Sun Is Not Always Fun
My friend is a sun-worshipper and will happily spend endless ecstatic hours sprawled on a sun lounger. Me, I get hot and grumpy just setting it up, and can think of nothing less appealing. The heat makes me snappy. The kid avoid me as soon as the sun appears. It’s not good. I always thought I was just weird – after all, people flock to sunnier climes all year round in a bid to escape the grey hat that the UK wears for much of the time. But it seems I’m not alone.
Several independent sets of research have discovered that mood levels increase with the annual dawn of Spring, and then decline in the heat of Summer. Depression sets in as temperatures rise, and this pall of gloom can last well into the Autumn. Levels of aggression are also known to rise in the heat, so if you feel urge to smack someone it may be time to retreat indoors, or book a mini-break to Iceland and chill-out.
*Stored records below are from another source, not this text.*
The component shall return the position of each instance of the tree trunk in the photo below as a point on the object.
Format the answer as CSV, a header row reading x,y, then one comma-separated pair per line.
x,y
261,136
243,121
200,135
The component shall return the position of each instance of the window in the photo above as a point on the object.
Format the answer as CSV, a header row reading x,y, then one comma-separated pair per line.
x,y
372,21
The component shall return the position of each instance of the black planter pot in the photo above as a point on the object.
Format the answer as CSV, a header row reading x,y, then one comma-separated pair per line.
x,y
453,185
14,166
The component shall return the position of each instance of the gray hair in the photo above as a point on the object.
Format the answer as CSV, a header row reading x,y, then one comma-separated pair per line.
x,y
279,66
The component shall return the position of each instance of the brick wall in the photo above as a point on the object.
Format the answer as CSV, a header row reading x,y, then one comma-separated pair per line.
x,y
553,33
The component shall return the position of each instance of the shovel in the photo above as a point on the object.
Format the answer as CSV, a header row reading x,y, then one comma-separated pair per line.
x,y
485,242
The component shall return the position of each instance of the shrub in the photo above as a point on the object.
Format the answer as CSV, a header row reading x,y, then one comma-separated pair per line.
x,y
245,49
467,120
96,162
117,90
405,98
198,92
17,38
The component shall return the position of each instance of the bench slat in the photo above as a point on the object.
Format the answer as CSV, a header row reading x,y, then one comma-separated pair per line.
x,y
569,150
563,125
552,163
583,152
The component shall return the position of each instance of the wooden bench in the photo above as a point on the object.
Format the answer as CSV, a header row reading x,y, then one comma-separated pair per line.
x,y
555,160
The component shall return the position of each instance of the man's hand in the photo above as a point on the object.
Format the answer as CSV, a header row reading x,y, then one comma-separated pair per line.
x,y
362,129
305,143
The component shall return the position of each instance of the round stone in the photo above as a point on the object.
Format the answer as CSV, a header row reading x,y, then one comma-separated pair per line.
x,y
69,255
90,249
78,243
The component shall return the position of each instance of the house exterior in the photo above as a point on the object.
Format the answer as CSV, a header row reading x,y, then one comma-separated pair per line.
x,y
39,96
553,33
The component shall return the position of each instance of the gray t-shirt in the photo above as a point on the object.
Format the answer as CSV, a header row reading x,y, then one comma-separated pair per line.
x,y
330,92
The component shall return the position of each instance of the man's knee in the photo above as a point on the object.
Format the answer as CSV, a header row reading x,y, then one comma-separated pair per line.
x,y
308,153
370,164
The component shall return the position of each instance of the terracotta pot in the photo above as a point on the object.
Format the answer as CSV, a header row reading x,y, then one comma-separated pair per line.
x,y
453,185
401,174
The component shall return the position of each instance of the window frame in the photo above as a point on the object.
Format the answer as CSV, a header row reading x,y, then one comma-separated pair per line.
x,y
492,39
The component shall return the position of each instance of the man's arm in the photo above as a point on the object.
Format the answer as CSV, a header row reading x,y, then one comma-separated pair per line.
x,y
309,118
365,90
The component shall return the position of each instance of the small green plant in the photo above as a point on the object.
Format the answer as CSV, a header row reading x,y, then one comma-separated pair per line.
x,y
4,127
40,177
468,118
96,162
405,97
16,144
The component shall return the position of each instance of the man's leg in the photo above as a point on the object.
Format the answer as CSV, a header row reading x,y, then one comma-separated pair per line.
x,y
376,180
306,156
A 1980s study revealed that humidity is one of the most powerful aspects of weather in respect of its influence on our moods. It induces sleepiness, and a lack of concentration. Not to mention physical discomfort. The body is a responsive animal, and its atavistic instinct to rest in clammy and muggy conditions triggers lethargy when humidity is high – it sucks the energy right out of you. If you’re looking for an excuse for relaxing and giving in to some leisurely daytime naps, then head for the tropics, and keep your activity aspirations low.
No Rhyme or Reason
It seems that each individual has their own very distinct reactions to the weather. Dutch scientists in 2011 released a study that suggested people fall into broad categories that reflect their response to weather conditions – there are, apparently, ‘Sun Haters’ and ‘Rain Haters’, with a whole bunch of people falling in the middle range of ‘Unaffected’. This could explain why some people seem to suffer from SAD (Seasonal Affective Disorder), where others remain untouched by its influence.
Does Any of this Help?
I guess it’s all about self-awareness. I know I’m going to be like a bear with a sore head on a hot day and, mindful of this, I try to stay in the shade as much as possible, and bite my lip when I’m feeling snappy. It can also help to observe the responses of those around you, and try to remember that your son/daughter/husband/wife/boss seems a bit tetchy when it rains, and avoid tackling delicate issues until the rain clouds clear.